In a statement, KSH Infra said the investor had committed to buy the park at a pre-agreed valuation along with pre-defined technical specifications.
KSH Infra managing director Rohit Hegde said the transaction marked the company’s third deal in the industrial and warehousing segment. “With our superior execution and leasing capabilities, we have consistently been able to attract blue-chip companies as long-term tenants and high-quality financial institutions as investors,” he added.
Avendus Capital director Prateek Jhawar said the move was representative of the attractiveness of the Indian warehousing segment for foreign investors.

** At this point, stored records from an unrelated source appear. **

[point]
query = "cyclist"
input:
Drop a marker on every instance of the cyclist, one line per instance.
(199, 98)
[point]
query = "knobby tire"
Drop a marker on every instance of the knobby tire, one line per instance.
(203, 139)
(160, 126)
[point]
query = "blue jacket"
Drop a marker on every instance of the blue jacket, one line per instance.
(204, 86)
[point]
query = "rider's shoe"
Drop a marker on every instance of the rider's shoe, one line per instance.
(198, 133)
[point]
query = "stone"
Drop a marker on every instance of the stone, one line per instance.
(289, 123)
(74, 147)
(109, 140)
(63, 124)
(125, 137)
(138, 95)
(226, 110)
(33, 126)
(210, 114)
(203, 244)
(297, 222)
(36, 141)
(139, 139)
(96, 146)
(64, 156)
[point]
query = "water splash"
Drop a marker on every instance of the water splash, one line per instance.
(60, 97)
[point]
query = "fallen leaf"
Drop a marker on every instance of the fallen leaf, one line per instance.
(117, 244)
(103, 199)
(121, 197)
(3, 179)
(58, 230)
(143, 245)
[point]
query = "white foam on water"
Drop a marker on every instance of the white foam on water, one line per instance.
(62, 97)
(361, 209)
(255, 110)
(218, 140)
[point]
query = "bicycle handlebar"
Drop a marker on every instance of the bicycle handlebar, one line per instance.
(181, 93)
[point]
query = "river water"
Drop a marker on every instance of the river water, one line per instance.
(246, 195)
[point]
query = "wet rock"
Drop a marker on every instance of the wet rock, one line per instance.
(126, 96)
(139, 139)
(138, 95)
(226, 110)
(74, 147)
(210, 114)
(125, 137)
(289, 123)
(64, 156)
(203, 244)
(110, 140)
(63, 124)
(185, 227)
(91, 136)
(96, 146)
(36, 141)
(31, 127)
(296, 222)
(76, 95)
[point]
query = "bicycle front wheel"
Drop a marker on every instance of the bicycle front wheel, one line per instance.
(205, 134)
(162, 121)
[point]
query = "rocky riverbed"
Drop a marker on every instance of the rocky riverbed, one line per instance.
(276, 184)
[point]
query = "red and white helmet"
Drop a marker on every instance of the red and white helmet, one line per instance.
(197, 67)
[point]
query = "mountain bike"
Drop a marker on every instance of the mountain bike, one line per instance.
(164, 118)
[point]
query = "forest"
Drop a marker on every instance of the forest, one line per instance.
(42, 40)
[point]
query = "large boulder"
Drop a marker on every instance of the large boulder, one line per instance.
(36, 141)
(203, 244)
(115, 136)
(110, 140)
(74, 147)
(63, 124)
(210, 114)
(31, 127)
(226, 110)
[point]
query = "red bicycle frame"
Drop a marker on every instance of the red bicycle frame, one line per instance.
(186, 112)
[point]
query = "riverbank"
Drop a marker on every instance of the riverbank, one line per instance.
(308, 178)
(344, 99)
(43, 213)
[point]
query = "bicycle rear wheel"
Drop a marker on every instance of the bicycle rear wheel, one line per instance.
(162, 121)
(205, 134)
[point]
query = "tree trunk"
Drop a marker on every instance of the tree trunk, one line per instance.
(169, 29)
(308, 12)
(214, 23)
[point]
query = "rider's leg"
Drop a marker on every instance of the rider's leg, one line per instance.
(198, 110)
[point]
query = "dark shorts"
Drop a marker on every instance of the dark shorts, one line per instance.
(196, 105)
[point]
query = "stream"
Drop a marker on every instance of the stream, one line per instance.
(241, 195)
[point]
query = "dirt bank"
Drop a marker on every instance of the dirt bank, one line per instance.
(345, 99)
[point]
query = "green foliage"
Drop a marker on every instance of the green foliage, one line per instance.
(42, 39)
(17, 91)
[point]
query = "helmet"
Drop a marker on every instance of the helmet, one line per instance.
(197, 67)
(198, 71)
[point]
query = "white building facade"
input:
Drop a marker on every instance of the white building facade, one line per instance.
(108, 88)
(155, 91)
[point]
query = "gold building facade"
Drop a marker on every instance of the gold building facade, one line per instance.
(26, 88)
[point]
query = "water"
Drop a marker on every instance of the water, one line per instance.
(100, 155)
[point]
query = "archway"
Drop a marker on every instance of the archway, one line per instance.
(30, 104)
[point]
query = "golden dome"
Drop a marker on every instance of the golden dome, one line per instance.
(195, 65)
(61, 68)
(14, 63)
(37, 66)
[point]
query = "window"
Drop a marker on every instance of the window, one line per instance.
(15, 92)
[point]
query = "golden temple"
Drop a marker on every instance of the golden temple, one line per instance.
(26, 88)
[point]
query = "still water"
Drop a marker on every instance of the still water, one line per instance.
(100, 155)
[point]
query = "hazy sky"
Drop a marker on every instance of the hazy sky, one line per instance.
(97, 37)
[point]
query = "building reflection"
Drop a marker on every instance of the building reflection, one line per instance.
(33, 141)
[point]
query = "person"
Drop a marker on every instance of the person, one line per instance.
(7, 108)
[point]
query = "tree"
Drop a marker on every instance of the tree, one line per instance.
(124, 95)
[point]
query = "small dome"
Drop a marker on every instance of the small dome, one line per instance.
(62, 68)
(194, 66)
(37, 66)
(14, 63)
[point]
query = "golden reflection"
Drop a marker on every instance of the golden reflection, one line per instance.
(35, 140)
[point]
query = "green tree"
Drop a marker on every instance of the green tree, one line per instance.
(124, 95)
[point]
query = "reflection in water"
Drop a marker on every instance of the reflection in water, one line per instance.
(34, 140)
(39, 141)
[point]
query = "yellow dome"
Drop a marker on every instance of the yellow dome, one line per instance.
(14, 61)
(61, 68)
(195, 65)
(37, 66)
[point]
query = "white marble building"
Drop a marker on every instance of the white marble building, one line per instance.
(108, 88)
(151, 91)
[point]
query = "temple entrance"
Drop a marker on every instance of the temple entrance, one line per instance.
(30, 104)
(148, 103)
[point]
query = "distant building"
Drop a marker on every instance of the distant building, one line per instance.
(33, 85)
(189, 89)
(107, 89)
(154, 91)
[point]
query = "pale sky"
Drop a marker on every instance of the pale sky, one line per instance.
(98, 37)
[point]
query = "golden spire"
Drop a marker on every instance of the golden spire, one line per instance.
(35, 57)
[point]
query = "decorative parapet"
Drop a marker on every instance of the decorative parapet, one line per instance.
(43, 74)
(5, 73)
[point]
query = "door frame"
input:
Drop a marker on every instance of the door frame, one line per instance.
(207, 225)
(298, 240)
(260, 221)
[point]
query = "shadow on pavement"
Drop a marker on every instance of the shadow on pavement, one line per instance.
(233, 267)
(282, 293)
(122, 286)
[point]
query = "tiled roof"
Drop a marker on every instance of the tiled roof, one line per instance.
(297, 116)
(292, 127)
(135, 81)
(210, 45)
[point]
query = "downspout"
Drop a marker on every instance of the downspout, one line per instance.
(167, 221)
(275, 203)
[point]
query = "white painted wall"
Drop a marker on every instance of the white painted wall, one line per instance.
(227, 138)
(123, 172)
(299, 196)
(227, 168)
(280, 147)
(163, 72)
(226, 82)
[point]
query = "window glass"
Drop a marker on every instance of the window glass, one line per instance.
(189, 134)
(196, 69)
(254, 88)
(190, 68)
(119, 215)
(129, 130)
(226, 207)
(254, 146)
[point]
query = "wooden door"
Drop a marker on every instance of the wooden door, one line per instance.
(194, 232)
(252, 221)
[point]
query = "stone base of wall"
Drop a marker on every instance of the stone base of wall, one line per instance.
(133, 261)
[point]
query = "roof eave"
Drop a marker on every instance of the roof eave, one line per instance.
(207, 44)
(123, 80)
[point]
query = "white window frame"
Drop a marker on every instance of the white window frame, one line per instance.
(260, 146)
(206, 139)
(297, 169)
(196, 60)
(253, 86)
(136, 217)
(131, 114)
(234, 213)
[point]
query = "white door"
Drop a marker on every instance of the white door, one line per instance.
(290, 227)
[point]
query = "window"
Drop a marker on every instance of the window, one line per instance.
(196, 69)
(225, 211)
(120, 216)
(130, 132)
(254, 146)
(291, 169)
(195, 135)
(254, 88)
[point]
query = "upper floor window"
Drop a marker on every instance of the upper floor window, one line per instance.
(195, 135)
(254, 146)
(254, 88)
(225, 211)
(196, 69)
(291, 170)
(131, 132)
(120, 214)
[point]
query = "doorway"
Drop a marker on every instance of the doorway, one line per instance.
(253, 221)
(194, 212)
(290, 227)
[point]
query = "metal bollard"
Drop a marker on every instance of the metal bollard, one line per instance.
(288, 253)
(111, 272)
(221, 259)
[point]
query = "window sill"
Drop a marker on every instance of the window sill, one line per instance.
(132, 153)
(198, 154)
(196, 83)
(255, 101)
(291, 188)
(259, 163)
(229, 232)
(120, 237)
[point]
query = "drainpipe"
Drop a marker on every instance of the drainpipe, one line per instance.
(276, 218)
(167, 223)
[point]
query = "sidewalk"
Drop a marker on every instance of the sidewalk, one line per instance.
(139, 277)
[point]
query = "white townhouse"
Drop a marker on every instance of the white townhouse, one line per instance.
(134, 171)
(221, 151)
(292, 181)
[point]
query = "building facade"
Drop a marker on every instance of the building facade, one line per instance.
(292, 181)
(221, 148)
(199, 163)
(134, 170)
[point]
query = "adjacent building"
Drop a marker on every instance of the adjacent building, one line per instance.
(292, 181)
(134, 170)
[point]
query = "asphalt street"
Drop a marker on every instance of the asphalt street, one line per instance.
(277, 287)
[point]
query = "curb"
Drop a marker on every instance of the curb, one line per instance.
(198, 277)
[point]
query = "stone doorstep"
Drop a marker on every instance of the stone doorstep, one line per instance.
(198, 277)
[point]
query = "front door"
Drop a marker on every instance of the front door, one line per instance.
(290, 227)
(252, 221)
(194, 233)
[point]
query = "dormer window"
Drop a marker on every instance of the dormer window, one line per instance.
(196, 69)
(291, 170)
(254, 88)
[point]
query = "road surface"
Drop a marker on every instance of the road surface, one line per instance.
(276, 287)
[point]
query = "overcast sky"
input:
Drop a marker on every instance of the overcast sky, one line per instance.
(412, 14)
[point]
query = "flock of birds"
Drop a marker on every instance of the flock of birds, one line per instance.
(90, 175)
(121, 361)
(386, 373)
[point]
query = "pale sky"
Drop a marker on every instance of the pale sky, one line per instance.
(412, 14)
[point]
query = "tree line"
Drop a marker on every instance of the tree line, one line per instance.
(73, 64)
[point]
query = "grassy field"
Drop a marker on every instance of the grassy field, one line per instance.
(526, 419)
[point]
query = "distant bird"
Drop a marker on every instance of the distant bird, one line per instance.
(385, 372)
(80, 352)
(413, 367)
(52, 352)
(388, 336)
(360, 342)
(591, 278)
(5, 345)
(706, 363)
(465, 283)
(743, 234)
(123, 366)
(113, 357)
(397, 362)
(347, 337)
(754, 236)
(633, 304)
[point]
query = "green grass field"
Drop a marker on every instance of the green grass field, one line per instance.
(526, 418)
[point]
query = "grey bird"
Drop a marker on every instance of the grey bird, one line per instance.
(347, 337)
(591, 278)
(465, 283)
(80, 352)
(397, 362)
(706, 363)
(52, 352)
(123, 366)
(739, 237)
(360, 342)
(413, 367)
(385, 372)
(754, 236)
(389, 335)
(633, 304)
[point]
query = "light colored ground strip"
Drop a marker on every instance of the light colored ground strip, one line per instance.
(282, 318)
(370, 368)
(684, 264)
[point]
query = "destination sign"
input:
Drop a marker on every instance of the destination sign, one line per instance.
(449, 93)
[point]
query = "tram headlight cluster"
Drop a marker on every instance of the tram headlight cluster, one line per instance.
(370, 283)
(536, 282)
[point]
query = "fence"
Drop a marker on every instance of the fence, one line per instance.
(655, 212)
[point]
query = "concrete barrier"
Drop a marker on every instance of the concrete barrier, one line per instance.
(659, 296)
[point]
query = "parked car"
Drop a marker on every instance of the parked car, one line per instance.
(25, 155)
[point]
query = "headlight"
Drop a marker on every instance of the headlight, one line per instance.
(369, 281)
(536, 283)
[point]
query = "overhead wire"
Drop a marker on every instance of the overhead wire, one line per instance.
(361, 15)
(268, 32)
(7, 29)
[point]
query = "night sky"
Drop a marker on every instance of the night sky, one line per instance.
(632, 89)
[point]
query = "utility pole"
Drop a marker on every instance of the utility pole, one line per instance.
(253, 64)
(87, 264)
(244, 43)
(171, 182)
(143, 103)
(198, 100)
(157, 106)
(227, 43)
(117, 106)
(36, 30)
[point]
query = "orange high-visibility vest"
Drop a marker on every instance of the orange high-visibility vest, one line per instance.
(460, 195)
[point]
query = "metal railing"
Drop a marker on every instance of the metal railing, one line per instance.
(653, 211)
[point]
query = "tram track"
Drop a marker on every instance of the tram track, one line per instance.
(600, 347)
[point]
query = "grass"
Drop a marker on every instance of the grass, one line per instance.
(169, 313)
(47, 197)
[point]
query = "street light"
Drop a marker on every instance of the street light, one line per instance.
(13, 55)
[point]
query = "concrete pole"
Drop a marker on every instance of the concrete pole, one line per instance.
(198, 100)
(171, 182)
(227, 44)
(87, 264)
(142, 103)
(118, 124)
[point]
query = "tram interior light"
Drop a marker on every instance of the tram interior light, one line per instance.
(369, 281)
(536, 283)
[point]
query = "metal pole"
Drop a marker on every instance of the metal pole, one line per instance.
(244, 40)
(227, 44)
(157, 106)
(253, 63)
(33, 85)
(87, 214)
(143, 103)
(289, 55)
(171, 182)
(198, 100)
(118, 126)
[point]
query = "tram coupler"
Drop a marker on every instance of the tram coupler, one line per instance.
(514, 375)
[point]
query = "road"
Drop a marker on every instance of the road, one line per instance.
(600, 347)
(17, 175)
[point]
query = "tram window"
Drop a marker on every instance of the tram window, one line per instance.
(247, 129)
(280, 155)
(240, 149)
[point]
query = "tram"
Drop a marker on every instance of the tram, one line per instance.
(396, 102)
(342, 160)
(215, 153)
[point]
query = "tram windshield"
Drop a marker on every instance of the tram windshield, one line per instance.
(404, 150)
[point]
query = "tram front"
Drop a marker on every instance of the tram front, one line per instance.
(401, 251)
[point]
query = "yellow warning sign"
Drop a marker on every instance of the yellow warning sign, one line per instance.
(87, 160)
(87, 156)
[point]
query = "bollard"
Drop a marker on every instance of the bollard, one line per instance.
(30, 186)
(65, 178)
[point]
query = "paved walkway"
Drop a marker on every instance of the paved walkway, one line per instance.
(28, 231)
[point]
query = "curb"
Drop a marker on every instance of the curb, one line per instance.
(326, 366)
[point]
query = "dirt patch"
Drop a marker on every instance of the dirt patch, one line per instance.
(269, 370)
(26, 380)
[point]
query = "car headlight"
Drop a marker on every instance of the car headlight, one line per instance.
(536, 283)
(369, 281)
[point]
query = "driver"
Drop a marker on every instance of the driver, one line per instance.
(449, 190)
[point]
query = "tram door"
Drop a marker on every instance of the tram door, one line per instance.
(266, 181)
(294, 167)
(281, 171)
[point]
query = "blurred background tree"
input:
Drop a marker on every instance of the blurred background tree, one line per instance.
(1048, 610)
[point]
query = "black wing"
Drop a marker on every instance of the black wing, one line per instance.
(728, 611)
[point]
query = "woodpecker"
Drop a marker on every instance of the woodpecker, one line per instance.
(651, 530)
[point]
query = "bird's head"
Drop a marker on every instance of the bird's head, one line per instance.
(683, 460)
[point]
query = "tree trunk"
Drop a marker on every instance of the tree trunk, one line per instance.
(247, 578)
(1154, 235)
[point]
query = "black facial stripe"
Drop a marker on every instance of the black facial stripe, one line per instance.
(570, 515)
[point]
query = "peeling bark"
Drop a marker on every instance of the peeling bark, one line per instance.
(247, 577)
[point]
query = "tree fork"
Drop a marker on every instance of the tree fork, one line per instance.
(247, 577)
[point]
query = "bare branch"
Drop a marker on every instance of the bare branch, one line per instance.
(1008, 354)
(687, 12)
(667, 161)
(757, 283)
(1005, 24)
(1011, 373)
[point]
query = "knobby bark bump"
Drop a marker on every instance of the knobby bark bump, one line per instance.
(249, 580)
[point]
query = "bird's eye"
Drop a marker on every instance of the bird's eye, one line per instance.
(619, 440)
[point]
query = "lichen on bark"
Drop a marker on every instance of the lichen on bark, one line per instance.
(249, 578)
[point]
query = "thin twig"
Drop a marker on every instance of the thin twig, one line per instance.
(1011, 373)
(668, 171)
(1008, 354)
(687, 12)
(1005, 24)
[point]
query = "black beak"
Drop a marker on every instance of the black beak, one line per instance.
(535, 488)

KSH Infra is part of the 40-year-old KSH Group, which has interests in business lines such as internal container depot manufacturing and third-party logistics. The company says it raised over $25 million in 2013 from the Pacific Century Group of Hong Kong to expand into the logistics business.
Currently, it has a portfolio of three million square feet that is in various stages of development. Last year, the company said it had sold a million sq ft of Grade A park units to the Morgan Stanley Real Estate Fund for over $45 million.
KSH Infra says that it is also looking to establish a pan-India presence with a footprint of over 10 million sq ft. It is currently evaluating markets such as Mumbai, Bengaluru and the National Capital Region (NCR).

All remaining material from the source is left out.